Ogólnie mi się nie śpieszy i tutaj pojawia się drugie pytanie - kiedy najlepiej będzie zrobić tą wymianę? Nie lepiej poczekać na nowe Radki? Są plotki, że ma być premiera w wakacje. Jak myślicie, czekać i jak tak to o ile zejdą ceny 970? Ten tekst ( http://www.purepc.pl/karty_graficzne/amd_wraca_do_walki_nowe_procesory_fx_apu_i_radeony_w_drodze) zapowiada, że radki coś tam mają mieć w sobie, ale będzie pewnie jak zawsze ;x
Uruchomić, uruchomię ale to chodzi o obraz i klatki
Za 3 lata używana i bez gwarancji gtx 770 będzie warta jakieś 300 zł? Wtedy musiałbym dopłacić 1200 zł, żeby wyrwać coś z średniej pólki. A tak kupie sobie gtx 970, który mi wystarczy na następne 1-2 lata i znów go sprzedam z gwarancją i zyskam ileś tam % wydajności w stosunku do poprzedniej karty.
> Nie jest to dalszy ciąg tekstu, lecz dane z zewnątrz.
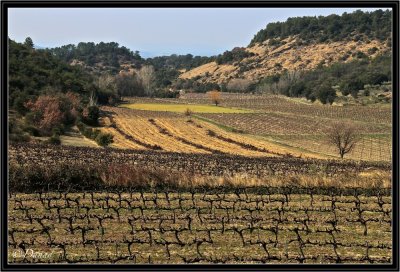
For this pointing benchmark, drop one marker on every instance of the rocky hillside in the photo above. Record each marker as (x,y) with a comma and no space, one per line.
(286,46)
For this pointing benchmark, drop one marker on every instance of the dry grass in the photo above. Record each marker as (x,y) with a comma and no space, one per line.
(287,55)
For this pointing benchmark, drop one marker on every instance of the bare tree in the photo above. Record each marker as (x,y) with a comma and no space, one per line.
(188,112)
(146,76)
(215,97)
(238,84)
(344,137)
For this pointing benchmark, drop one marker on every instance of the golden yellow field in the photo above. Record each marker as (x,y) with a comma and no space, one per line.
(176,133)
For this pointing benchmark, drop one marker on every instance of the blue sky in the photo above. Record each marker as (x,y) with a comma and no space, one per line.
(152,31)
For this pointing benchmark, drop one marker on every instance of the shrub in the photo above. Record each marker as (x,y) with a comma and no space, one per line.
(104,139)
(54,140)
(32,131)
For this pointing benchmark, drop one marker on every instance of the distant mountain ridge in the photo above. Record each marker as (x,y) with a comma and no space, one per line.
(300,43)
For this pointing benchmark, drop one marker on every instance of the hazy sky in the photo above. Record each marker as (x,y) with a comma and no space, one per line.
(152,31)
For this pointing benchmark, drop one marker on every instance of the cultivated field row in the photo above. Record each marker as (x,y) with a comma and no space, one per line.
(171,132)
(137,227)
(203,164)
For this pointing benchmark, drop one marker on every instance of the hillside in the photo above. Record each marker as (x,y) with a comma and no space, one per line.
(301,44)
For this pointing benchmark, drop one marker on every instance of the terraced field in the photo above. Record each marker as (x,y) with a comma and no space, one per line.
(174,132)
(249,125)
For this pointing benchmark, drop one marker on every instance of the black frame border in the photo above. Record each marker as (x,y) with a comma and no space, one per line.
(5,5)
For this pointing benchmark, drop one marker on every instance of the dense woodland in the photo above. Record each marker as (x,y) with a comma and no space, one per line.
(105,54)
(373,25)
(349,78)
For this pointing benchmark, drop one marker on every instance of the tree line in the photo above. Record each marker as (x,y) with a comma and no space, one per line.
(350,78)
(373,25)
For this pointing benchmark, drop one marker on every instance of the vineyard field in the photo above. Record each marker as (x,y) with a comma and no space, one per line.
(248,125)
(167,227)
Przynajmniej ja mam takie rozumienie tego co robię. Chyba się opłaca wymieniać tak karty co 1-2 lata? Może ktoś się wypowie.
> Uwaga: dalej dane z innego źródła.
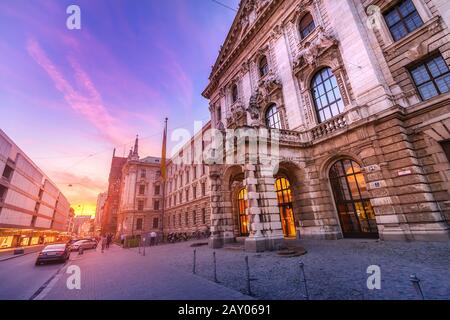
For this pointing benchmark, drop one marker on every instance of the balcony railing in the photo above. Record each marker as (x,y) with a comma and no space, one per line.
(329,127)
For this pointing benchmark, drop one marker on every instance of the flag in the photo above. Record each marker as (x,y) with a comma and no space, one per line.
(163,153)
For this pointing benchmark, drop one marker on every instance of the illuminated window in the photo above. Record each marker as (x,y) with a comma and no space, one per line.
(327,97)
(306,25)
(263,66)
(284,197)
(352,199)
(243,217)
(273,120)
Nie opłaca się wymieniać kart co 1-2 lata. Zwłaszcza tych o wysokiej wydajności, a GTX 770 taką kartą jest. Taki sprzęt się kupuje aby go wykorzystać jak najdłużej. Wymienianie kart co 1-2 lata opłaca się w wypadku kart np. GTX 650 na GTX 950 bo zysk wydajności jest widoczny gołym okiem (różnica 10-15 FPS). W przypadku wydajnościowych kart graficznych masz zysk ok 2-3 FPS we współczesnych grach.
Chyba zrobię to tak, że poczekam na vulcana, w10, nowe radki i 980Ti wtedy zobaczę jak się wszystko rozwinie - mam nadzieję, że na moją korzyść, a potem znów założę temat na temat upgrade’u, bo na dziś podkręcony gtx 770 powinien mi starczyć na granie w b.wysokich ustawieniach w wieśka, to w inne gry też nie powinno być problemu.
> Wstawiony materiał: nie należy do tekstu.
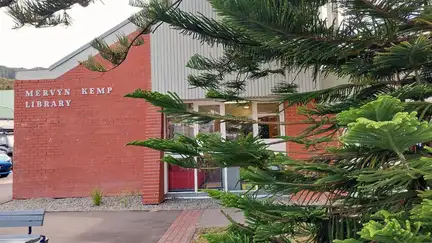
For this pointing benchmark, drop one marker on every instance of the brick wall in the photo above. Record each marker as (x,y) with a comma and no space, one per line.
(68,151)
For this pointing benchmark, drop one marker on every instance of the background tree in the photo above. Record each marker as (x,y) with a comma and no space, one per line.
(42,13)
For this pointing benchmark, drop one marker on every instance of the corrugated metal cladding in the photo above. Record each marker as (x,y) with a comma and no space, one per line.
(171,50)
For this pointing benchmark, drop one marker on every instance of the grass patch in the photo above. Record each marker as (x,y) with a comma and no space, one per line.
(200,232)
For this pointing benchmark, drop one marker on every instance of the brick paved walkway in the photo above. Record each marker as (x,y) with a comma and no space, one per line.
(183,228)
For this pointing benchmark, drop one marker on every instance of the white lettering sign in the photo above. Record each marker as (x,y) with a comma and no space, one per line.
(60,92)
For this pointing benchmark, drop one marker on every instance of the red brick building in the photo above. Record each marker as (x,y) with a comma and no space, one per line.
(71,124)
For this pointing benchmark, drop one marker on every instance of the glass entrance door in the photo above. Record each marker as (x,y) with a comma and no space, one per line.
(210,178)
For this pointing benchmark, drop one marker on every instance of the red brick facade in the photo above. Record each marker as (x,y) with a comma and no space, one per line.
(68,151)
Witam po krótkiej przerwie. Jeszcze raz przeanalizowałem sobie to co chciałem zrobić i doszedłem do wniosku że warto poczekać na rozwój sytuacji tj. wyjście nowych radków/980ti. Raczej nie zmienią one ceny 970’tki, wtedy pozostanie mi czekanie na w10 i vulcana (z tym nie wiadomo za bardzo kiedy wyjdzie). Jak nic się nie zmieni na rynku to pozbieram kasę i będę czekał na pascala od nvidii
Teraz pytanie z innej beczki - według was lepiej jest wymieniać kartę co 1-2 lata, czy 3-5 lat?
Ale mi chodzi o to która opcja jest bardziej ekonomiczniejsza.
Powiedzmy, że wymieniając GPU co 1-2 lata dostajemy za starą połowę ceny, tudzież więcej - to jest dużo (mój msi ma 1,5 roku, kupiłem go za 1200 zł, a teraz jest warty 700-900). Wtedy dopłacamy trochę i dostajemy kartę o ~30% wydajniejszą. A wymieniając co 3-5 lat dostajemy o wiele mniej, jeśli będziemy chcieli sprzedawać starą kartę i musimy dopłacić o wiele więcej za kartę podobnych pokrojów, co w wymianie co 1-2 lata.